Do you get anything in the debug log if you run bumblebee-status with -d option (see bumblebee-status -h for details)?

ghost commented 4 years ago

I just did a real test.

My pomodoro-notify.sh script:

#!/bin/bash

SOUND="/usr/share/sounds/purple/alert.wav"
notify-send Pomodoro "Time up!" & paplay $SOUND

It's the same, I just use another sound file that is present in my system. I have this file in ~/bin, because this is where I put my user scripts, and I have this directory in PATH.

Running pomodoro-notify.sh from that directory:

$ cd ~/bin
$ ./pomodoro-notify.sh

works and produces the expected result: both sound and visual buzz.

Running the script from any other directory works as well, because, as I said above, ~/bin is in my PATH.

Now let's proceed to using it with bumblebee-status. Relevant snippet from i3 config:

bar {
        status_command python3 \
            /home/user/opt/bumblebee-status/bumblebee-status \
            -m pomodoro \
            -p pomodoro.work=1 \
               pomodoro.notify="/home/user/bin/pomodoro-notify.sh"
}

I can get both sound and visual buzz once time runs out.

Notice that:

  1. I use a full path to bumblebee-status to make sure it works and i3 finds it. I believe you have no problems with running bumblebee-status itself as i3 status bar, as I can judge from your very first post.

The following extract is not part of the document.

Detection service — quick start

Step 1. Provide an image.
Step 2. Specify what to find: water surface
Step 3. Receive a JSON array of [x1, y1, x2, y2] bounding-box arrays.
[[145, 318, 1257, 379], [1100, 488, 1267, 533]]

  2. I use pomodoro.work=1 so I only need to wait for 1 minute to observe what's going on when time runs out. I believe this is irrelevant for the result of the test.

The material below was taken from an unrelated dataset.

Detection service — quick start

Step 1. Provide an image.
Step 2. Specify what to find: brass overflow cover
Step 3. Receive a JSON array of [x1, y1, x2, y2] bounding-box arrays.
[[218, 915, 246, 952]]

  3. I use pomodoro.notify="/home/user/bin/pomodoro-notify.sh" - a full path to the notify script, to make sure bumblebee-status can find it.

  4. If I use pomodoro.notify="~/bin/pomodoro-notify.sh" instead, I can reproduce the crash reported by you, but this is obvious, because ~ is a shell feature which gets expanded by shell to user's home directory.

My conclusions:

  1. pomodoro module needs to explicitly tell the user to use a wrapper shell script for multiple commands, as I wrote above.
  2. Users need to be told to use full paths to the script, to avoid pitfalls like the one described in 4. above.
lockejan commented 4 years ago

Wow, thanks again for helping out.

Okay, I was so close already but I did miss a thing, that seems to cause general issues with scripts in i3.

It is that you can't put scripts in dotFolders, but I did ($HOME/.scripts/pomodoro-notify).

I had no problems executing these scripts in my terminal or via the os.system-approach mentioned earlier in a python-repl, but i3 seems to not be able to interprete 'dotFolders' in a filepath correctly and neither do other utils like rofi, even though these dir's are in my $PATH. I don't know why but I probably should avoid that in general.

I can confirm that it's working now, after I moved my notify-script into my $HOME/bin-folder.

Users need to be told to use full paths to the script, to avoid pitfalls like the one described in 4. above.

That isn't necessary if your script is in your $PATH (and not in a dotfolder) and even works like so: pomodoro.notify='pomodoro-notify'

I tried these as well:

tobi-wan-kenobi commented 4 years ago

Wow, pretty impressive to follow a discussion like that :)

I'll add the wrapper script info to the module.

Aside from that, I think it touches upon the general issue of: Spawning a subshell makes the usage more intuitive for the user in a lot of cases, but potentially opens up security risks. Exposing it to the user, on the other hand, doesn't really help, because the implication is hard to grasp.

Maybe a parameter such as "allow command chaining" might help, but I'm not sure myself.